Bogorsportif– Dinas Pendidikan (Disdik) Kabupaten Bogor, saat ini terus fokus untuk mensosialisasikan penggunaan dana Bantuan Operasional Satuan Pendidikan atau (BOSP) kepada seluruh kepala sekolah SD maupun SMP untuk tahun ajaran 2026-2027.
Tujuan dari sosialisasi ini agar pihak sekolah mampu mengalokasikan anggaran secara mandiri untuk menangani kerusakan sarana pendidikan kategori ringan hingga sedang.
Kepala Dinas Pendidikan Kabupaten Bogor, Rusliandy mengatakan bahwa pemahaman mendalam bagi satuan pendidikan sangat krusial dalam mengelola dana BOSP, terutama untuk aspek pemeliharaan fisik sekolah.
”Saat ini masih banyak SD dan SMP negeri yang mengalami kerusakan ringan dan sedang.

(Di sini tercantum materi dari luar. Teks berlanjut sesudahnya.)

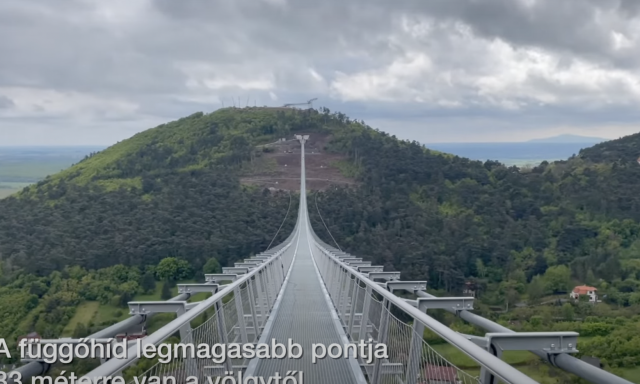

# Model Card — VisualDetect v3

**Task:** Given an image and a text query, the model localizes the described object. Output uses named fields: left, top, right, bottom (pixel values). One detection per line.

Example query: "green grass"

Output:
left=620, top=367, right=640, bottom=384
left=69, top=280, right=211, bottom=336
left=331, top=160, right=361, bottom=179
left=62, top=301, right=100, bottom=336
left=0, top=182, right=31, bottom=199
left=0, top=158, right=72, bottom=184
left=0, top=188, right=20, bottom=199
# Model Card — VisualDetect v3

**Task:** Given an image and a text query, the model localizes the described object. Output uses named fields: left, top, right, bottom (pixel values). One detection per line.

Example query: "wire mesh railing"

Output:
left=316, top=244, right=479, bottom=384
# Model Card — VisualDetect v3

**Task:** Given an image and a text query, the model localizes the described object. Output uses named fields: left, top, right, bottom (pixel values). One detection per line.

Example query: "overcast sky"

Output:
left=0, top=0, right=640, bottom=146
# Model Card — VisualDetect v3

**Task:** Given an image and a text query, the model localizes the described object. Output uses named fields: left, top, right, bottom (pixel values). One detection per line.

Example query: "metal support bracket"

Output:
left=178, top=284, right=219, bottom=293
left=347, top=261, right=371, bottom=267
left=204, top=273, right=238, bottom=283
left=369, top=272, right=400, bottom=281
left=222, top=267, right=249, bottom=275
left=129, top=301, right=187, bottom=315
left=416, top=297, right=474, bottom=312
left=385, top=281, right=427, bottom=292
left=485, top=332, right=579, bottom=354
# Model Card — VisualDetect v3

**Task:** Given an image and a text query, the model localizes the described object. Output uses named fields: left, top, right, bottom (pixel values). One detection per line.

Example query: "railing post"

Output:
left=342, top=271, right=356, bottom=326
left=406, top=319, right=424, bottom=384
left=233, top=285, right=249, bottom=344
left=255, top=273, right=267, bottom=328
left=215, top=299, right=233, bottom=372
left=176, top=308, right=200, bottom=377
left=358, top=285, right=373, bottom=340
left=349, top=276, right=360, bottom=339
left=371, top=298, right=389, bottom=384
left=247, top=279, right=260, bottom=342
left=262, top=266, right=271, bottom=314
left=333, top=268, right=347, bottom=316
left=480, top=345, right=502, bottom=384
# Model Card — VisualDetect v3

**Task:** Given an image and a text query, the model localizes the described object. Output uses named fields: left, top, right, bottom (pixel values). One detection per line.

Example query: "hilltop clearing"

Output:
left=240, top=133, right=356, bottom=192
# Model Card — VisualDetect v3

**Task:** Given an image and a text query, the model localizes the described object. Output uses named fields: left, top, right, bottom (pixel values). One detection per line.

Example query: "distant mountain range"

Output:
left=526, top=134, right=609, bottom=144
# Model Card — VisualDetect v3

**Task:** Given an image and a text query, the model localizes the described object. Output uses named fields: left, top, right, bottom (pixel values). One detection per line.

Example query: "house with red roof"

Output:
left=569, top=285, right=598, bottom=303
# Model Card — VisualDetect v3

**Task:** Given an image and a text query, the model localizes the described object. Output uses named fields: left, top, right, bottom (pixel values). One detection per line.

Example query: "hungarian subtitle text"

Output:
left=0, top=339, right=388, bottom=384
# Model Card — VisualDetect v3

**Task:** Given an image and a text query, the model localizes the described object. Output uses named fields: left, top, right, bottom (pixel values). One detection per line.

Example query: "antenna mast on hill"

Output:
left=283, top=97, right=318, bottom=108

Melalui sosialisasi ini, kami ingin para kepala sekolah lebih memahami teknis pengalokasian dana BOSP untuk perbaikan tersebut,” katanya
selain itu, sesuai aturan sekolah diperbolehkan mengalokasikan maksimal 20 persen dari total dana BOSP untuk rehabilitasi sarana dan prasarana.
“Kerusakan di beberapa ruang kelas sebenarnya dapat ditangani secara cepat menggunakan plafon 20 persen dari BOSP. Langkah ini sangat membantu Pemerintah Kabupaten (Pemkab) Bogor dalam mempercepat pengurangan jumlah sekolah yang tidak layak,” jelasnya
Kabid Sarana dan Prasarana (Sarpas) Disdik Kabupaten Bogor, Yanto Pradipta, memaparkan bahwa alokasi APBD Kabupaten Bogor untuk peningkatan sarana pendidikan pada tahun 2026 mencapai Rp89 miliar.
”Anggaran Rp89 miliar tersebut dialokasikan untuk rehabilitasi SD, SMP, PAUD, hibah MTs, hingga pembangunan Unit Sekolah Baru (USB) di SDN Cileuksa 05. Dengan dukungan anggaran sebesar itu setiap tahunnya, ditambah optimalisasi BOSP, seharusnya tingkat kerusakan sekolah di Bogor dapat teratasi lebih efektif,” jelas Yanto.